Here’s another number. Canada has about 600,000 citizens who have
been indicted for using marijuana for personal use, and around 30,000 arrests
are made each year. According to the Auditor General’s report, this
translates into $500 Million for annual enforcement of drug laws, and about
$500 Million for legal fees. Tack on about $50,000 a year for each incarcerated
offender, and you end up with about $1.5 Billion a year. Again, I’m
guessing on the conservative side.
$124 Billion plus $1.5 Billion equals $125.5 Billion.
Here’s another one: one acre of hemp produces the same amount of
cellulose fibre as 4.1 acres of trees. Trees grow back in about twenty-odd
years. Hemp grows back every four months or so, and produces paper at one-quarter
the cost of wood pulp (creating one-fifth of the pollution). You can also
make four times more gasohol or methanol from help stalks than from corn.
Hemp is actually the strongest natural fibre there is, and until the 20th
century, it provided almost all the world’s paper, clothing, textiles
and rope. Even if we ignore the moral, ethical, or ecological reasons for
using hemp to replace pulp and paper, it just makes sense economically.
First, cut the capital expenditures in wood pulp production – about
$8 Billion – by three-quarters. We just saved $6 Billion. Now, quadruple
the potential volume of cellulose fibre. With about $15-20 Billion in annual
exports of newsprint and wood pulp, that would be roughly (let’s
be conservative and call it $15 Billion) $60 Billion. Obviously, there
wouldn’t be that much demand, so let’s simply double the present
number to $30 Billion, and keep in mind that our resource is now virtually
unlimited. We don’t have to keep spending all that money in reforestation
projects, so our parks and woodlands can be saved as an added bonus to
the $90 Billion we’re making on tourism.
$125.5 Billion plus $6 Billion plus $30 Billion equals $161.5 Billion.
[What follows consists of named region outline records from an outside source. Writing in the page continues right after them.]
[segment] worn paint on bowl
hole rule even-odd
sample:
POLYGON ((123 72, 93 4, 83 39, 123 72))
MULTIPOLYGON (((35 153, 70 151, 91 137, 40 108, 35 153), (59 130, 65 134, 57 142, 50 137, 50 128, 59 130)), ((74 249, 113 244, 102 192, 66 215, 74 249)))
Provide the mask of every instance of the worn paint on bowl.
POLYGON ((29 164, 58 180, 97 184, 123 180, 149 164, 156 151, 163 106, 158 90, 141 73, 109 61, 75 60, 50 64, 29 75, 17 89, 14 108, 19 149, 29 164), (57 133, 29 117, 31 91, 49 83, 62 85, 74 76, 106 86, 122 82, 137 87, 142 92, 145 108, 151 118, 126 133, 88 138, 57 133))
Is this starting to scare you? We haven’t even touched on the potential
tax revenues from selling weed in nice, neat packages. The federal government
gets about $5 Billion annually in revenues from tobacco. While the average
Joe won’t be smoking a jack of J’s a day, a joint is probably
going to cost more than a cigarette, and will certainly be taxed heavily.
Let’s round it off to another $3 Billion – not including the
increased sales of both tobacco and marijuana due to, again, the increased
tourism. Textile export increases, new business development, job creation,
medical research and exports – throw in another $4-5 Billion.
$161.5 Billion plus $5 Billion plus, let’s call it $3.5 Billion (to
round things out), equals $170 Billion.
That’s $170 Billion: around 15% of the entire GDP for the country
in 2001. We could give every man, woman and child in Canada five hundred
dollars every year, and have about $20 Billion left for foreign aid.
And there’s more. Legalizing marijuana, growing hemp and producing
its products, supporting research and development into its many uses, and
cutting down pollution and deforestation to levels well below Kyoto’s
meager demands would certainly reverse the brain drain to the US. It would
also attract thousands of liberal-minded, well-educated professionals to
Canada’s industry, education, and health care systems. This would
increase production, demand, and profitability.
The US is, of course, concerned about Canada’s potential to become
the Holland of North America. Their decades-old war on drugs has been too
much of a backbone for popular support to let it slip away. The best threat
they have come up with so far is to suggest that border crossings will
be much tighter. This is not a serious economic threat, as we’ve
already factored that in as of 9/11.
Over 70% of Canadians approve of the decriminalization of marijuana. That,
in itself, should be motivational. Even the Canadian Medical Association
has admitted that it’s ‘not addictive, occasional use not harmful,
not causal with criminal behaviour, no evidence of mental damage.’
Take whatever stance you’re comfortable with on smoking the stuff
yourself; I’m looking at this purely by the numbers.